Percutaneous closure of an ASD is currently only indicated for the closure of secundum ASDs with a sufficient rim of tissue around the septal defect so that the closure device does not impinge upon the superior vena cava, inferior vena cava, or the tricuspid or mitral valves. The Amplatzer Septal Occluder (ASO) is commonly used to close ASDs. The ASO consists of two self-expandable round discs connected to each other with a 4-mm waist, made up of 0.004– to 0.005-inch Nitinol wire mesh filled with Dacron fabric. Implantation of the device is relatively easy. The prevalence of residual defect is low. The disadvantages are a thick profile of the device and concern related to a large amount of nitinol (a nickel-titanium compound) in the device and consequent potential for nickel toxicity.

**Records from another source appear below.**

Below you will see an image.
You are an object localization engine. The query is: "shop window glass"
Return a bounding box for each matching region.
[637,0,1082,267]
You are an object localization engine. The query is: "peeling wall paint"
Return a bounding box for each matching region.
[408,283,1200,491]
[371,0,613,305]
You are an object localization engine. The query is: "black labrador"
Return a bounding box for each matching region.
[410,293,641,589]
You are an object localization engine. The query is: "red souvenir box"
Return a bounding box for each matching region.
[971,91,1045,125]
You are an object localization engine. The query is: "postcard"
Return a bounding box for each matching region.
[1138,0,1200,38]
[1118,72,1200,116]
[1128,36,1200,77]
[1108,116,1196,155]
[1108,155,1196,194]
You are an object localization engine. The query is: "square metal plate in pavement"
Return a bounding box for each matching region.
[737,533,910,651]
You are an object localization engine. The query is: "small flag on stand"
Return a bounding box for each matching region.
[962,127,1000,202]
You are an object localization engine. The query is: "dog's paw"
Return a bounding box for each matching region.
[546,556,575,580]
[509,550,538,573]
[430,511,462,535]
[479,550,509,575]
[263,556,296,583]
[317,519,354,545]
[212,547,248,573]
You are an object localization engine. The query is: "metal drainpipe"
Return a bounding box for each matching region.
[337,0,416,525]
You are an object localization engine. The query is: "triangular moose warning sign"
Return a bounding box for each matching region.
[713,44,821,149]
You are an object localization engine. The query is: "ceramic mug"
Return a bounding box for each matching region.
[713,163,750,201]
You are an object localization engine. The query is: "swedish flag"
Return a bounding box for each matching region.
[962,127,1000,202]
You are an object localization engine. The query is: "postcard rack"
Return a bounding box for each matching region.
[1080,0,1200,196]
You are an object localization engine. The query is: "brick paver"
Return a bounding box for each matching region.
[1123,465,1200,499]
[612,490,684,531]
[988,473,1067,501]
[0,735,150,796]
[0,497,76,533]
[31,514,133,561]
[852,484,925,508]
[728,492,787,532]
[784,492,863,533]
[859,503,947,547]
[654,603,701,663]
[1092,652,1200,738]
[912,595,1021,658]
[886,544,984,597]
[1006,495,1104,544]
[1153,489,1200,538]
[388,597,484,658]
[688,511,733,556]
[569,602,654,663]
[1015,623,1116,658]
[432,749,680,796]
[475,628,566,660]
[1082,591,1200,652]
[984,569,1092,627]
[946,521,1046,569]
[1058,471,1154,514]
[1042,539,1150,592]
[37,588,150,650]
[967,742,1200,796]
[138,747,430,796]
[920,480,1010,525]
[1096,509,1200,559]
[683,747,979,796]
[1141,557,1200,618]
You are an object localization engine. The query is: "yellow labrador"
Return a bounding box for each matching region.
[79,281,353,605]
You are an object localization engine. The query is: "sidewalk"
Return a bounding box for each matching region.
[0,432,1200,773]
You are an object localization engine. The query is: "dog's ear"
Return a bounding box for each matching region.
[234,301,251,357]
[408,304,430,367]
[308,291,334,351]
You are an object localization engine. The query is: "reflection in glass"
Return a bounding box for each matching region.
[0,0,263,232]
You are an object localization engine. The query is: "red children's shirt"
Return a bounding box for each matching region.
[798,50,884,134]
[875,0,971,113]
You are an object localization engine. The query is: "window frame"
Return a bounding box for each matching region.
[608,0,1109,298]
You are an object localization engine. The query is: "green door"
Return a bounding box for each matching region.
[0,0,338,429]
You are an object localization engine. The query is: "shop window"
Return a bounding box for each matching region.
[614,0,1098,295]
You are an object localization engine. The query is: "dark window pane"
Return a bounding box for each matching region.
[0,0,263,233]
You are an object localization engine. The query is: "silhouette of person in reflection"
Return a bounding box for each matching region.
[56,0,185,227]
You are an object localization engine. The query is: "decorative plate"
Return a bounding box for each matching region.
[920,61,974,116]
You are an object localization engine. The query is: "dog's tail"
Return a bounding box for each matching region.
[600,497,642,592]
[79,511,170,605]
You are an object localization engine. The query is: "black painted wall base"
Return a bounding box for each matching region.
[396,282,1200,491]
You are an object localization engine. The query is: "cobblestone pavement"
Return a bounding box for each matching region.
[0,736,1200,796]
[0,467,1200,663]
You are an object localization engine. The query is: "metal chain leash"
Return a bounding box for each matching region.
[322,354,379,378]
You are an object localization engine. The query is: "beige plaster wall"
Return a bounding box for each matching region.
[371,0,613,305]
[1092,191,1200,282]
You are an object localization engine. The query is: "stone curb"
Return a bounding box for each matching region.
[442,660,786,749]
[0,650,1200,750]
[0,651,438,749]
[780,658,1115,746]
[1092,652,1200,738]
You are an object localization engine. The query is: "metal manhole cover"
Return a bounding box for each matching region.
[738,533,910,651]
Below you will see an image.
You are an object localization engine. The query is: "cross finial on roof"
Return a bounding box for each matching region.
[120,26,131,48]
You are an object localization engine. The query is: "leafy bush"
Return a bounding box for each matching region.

Percutaneous closure is the method of choice in most centres. Studies evaluating percutaneous ASD closure among pediatric and adult population show that this is relatively safer procedure and has better outcomes with increasing hospital volume.
As a group, atrial septal defects are detected in one child per 1500 live births. PFOs are quite common (appearing in 10–20% of adults), but when asymptomatic go undiagnosed. ASDs make up 30 to 40% of all congenital heart diseases that are seen in adults.
The ostium secundum atrial septal defect accounts for 7% of all congenital heart lesions. This lesion shows a male:female ratio of 1:2.